Minsk City Court upholds jail sentence for opposition activist Parfyankow
The Minsk City Court on July 24 turned down opposition activist Vasil Parfyankow’s appeal against a six-month jail sentence imposed on him for violating the terms of “preventive” police supervision.
Mr. Parfyankow was not taken into custody after the ruling was pronounced, Maksim Vinyarski, a representative of an opposition group called European Belarus, told BelaPAN.
"He has not been detained, he will stay at home waiting to be sent to a jail," Mr. Vinyarski said.
The activist is to serve his new sentence in a detention center where conditions are softer than in prisons.
On May 29, Syarhey Bandarenka, a judge of the Pershamayski District Court in Minsk, found pardoned post-election protester Parfyankow, 28, guilty of failure to comply with the restrictions imposed on him after his early release last year.
In February 2011, Vasil Parfyankow was sentenced to a four-year prison term in connection with a post-election protest staged in Minsk on December 19, 2010.
He was granted a presidential pardon on August 11, 2011 and released three days later.
After his release, Mr.

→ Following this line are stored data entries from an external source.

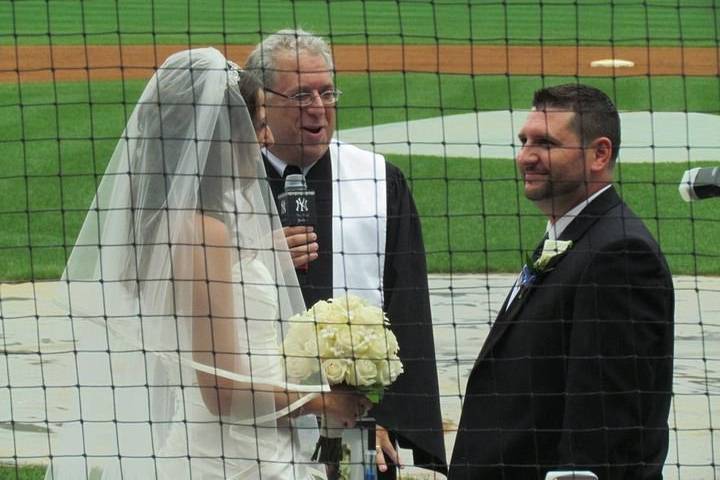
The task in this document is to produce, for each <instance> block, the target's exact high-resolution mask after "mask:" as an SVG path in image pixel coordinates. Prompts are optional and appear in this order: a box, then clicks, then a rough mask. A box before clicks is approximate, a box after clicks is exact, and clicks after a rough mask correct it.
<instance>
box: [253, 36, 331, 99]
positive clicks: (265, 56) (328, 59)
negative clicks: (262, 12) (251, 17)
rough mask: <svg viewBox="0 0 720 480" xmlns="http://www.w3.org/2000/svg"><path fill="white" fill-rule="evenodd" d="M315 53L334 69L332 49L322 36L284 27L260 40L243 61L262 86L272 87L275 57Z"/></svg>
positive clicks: (274, 62)
mask: <svg viewBox="0 0 720 480" xmlns="http://www.w3.org/2000/svg"><path fill="white" fill-rule="evenodd" d="M286 52H287V53H290V54H291V55H300V54H301V53H305V54H310V55H317V56H320V57H322V58H323V60H325V64H326V65H327V67H328V70H330V71H334V69H335V64H334V63H333V58H332V51H331V50H330V46H329V45H328V43H327V42H326V41H325V40H324V39H323V38H322V37H319V36H317V35H315V34H313V33H311V32H308V31H305V30H303V29H302V28H297V29H291V28H286V29H283V30H280V31H278V32H276V33H273V34H272V35H270V36H269V37H267V38H266V39H265V40H263V41H262V42H260V43H259V44H258V45H257V46H256V47H255V49H254V50H253V51H252V53H250V56H249V57H248V59H247V61H246V62H245V70H246V71H247V72H248V73H249V74H250V75H253V76H255V77H256V78H258V80H259V81H260V82H261V83H262V85H263V86H266V87H270V88H272V87H273V85H274V84H275V81H276V78H277V72H278V68H277V59H278V58H279V56H280V55H281V54H283V53H286Z"/></svg>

Parfyankow was repeatedly arrested and punished under the Civil Offenses Code for participating in unsanctioned demonstrations.
Mr. Parfyankow was placed under police supervision after the police claimed that he "has not stepped on the path of reformation" and "has repeatedly disturbed public order."
It was Judge Bandarenka who imposed the restrictions on the activist in January this year. Mr. Parfyankow was ordered to report to probation officers once a week and stay at home between 8 p.m. and 6 a.m. unless he is required to be at his workplace, and prohibited from leaving Minsk on personal business without police permission.
Accusing Mr. Parfyankow of violating the terms of police supervision, authorities said that the young man had been absent from his home without a good excuse and had been found guilty of a civil offense twice within a year.